Ari Ransahov wore a green fleet uniform sans insignias. She looked freshly showered and rested, and her trademark coppery hair shone.
Kiernan jumped to his feet and bowed. “Excellency.”
“Not quite yet, Admiral, but, if you don’t mind, I’d like to have a word with the Commander. Alone.”
“Of course, Excellency.” He hurried out. The doctor followed more slowly, stopping to address Ransahov. “And I’ll see you in my surgery in one hour.
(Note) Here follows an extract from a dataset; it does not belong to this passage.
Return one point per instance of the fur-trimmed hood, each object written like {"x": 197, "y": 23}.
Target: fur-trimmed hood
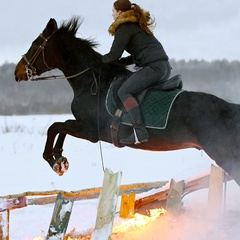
{"x": 128, "y": 16}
Prompt.” She started to leave, but paused at the door long enough to quip, “And Commander, you’re still recuperating so I’d appreciate it if you and Wolf would refrain from any sexual gymnastics until at least tomorrow.”
Fitz waited as the soon-to-be Emperor strolled around the room, inspecting each piece of artwork, each painting, looking everywhere but in her direction.
“I feel like I should be out there killing bugs with the rest of them, but Wolf informed me that I’m too valuable now to take that kind of risk.” Ransahov absently reached up to stroke her fingers across the eye patch but dropped her hand.
“I guess I’ll have to stop that. Doctor Rauschtonkowski assured me it’s quite a simple procedure to remove the defective ocular prosthesis and then my body will regenerate a new eye. The only tricky part seems to be keeping a Lazzinair anesthetized throughout the surgery, but I gather she’s accustomed to that. It will seem strange to have sight in that eye again.”